If only politicians could agree that GP workload is at the root of this problem, and that until staffing levels improve no-one ought to ask them to provide more services than they perform already. It needs a moratorium on change to let them catch their breath. But with votes to win, the urge to make unrealisable promises is too great to resist. Or perhaps, like Dr Poulter, we should all just deny there’s any problem at all.

– – – – – – – – – –

P.S. Cynics have suggested (wrongly in my humble opinion) that General Practice is being deliberately torpedoed by the U-boats of marketisation, so that when it’s rusting away on the ocean floor a whole new Atlantis of utopian private provision will rise from the murky depths.

Whether this is true or not (and I don’t believe it is), another iceberg is looming.
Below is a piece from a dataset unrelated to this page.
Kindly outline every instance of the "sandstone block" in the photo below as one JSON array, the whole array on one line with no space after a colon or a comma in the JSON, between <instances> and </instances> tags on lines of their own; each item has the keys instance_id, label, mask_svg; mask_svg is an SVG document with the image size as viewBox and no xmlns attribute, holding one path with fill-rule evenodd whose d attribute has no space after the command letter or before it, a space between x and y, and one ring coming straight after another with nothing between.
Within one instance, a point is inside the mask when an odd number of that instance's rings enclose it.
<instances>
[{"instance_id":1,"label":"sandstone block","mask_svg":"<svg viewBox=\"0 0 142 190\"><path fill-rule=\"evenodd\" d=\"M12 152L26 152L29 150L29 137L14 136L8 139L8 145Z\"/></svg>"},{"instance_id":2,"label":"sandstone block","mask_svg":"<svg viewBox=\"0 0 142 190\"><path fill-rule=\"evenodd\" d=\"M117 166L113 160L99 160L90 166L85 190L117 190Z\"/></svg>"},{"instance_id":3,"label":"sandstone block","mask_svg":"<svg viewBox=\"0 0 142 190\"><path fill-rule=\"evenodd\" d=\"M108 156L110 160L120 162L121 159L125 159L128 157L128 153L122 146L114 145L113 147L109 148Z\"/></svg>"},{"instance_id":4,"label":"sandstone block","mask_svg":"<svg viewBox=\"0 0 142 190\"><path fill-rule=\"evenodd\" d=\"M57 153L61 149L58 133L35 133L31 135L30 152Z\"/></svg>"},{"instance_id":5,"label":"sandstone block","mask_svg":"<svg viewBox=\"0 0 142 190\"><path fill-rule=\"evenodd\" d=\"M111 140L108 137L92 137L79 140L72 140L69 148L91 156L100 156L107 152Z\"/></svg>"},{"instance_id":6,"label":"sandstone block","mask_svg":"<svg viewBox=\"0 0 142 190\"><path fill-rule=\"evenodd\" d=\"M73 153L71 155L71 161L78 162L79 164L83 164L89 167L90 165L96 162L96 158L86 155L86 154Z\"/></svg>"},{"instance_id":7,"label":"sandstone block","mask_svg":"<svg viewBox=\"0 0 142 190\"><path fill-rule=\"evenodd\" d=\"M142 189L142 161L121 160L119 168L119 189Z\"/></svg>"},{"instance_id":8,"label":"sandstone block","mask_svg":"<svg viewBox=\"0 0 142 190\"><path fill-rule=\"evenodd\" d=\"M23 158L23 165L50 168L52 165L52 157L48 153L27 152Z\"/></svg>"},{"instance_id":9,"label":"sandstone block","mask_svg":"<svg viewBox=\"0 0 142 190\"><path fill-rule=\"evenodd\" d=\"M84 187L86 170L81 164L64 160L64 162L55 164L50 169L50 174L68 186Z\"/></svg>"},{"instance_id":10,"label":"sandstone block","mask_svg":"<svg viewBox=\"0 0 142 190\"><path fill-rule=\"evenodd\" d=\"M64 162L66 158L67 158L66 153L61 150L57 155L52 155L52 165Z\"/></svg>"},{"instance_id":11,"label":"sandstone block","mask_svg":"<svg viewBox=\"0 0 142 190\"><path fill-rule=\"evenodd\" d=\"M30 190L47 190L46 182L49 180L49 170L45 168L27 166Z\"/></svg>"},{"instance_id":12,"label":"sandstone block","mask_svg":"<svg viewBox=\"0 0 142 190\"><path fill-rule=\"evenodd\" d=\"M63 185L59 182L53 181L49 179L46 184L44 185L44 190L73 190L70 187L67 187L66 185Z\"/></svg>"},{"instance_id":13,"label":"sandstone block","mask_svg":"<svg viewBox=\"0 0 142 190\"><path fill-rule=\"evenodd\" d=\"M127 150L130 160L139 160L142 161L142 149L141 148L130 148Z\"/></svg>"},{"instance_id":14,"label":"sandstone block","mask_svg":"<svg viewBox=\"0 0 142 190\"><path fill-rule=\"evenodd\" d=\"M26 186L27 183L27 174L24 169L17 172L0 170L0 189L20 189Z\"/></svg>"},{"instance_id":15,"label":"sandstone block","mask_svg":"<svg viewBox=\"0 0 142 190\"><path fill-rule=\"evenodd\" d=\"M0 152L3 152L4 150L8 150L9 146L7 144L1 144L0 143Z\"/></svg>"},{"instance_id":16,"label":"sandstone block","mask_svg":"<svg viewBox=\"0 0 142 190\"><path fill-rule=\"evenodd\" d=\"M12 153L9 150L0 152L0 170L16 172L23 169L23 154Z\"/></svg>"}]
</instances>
Those clapped-out, middle-aged, golf-obsessed GPs who are retiring in droves or swanning off to their villas in the Dordogne every other weekend are also, in very many cases, the owners or co-owners of their surgery premises. The new recruits who do join a practice are generally reluctant (in these uncertain times) to shackle themselves to premises ownership, and so the control of the very fabric of General Practice is slowly slipping out of practices’ hands.

If Primary Care does survive this recruitment iceberg, then premises ownership will be the next unavoidable glacial mass to strike starboard. I’ve already spied it from the crow’s nest, and it wouldn’t float away with a change of government.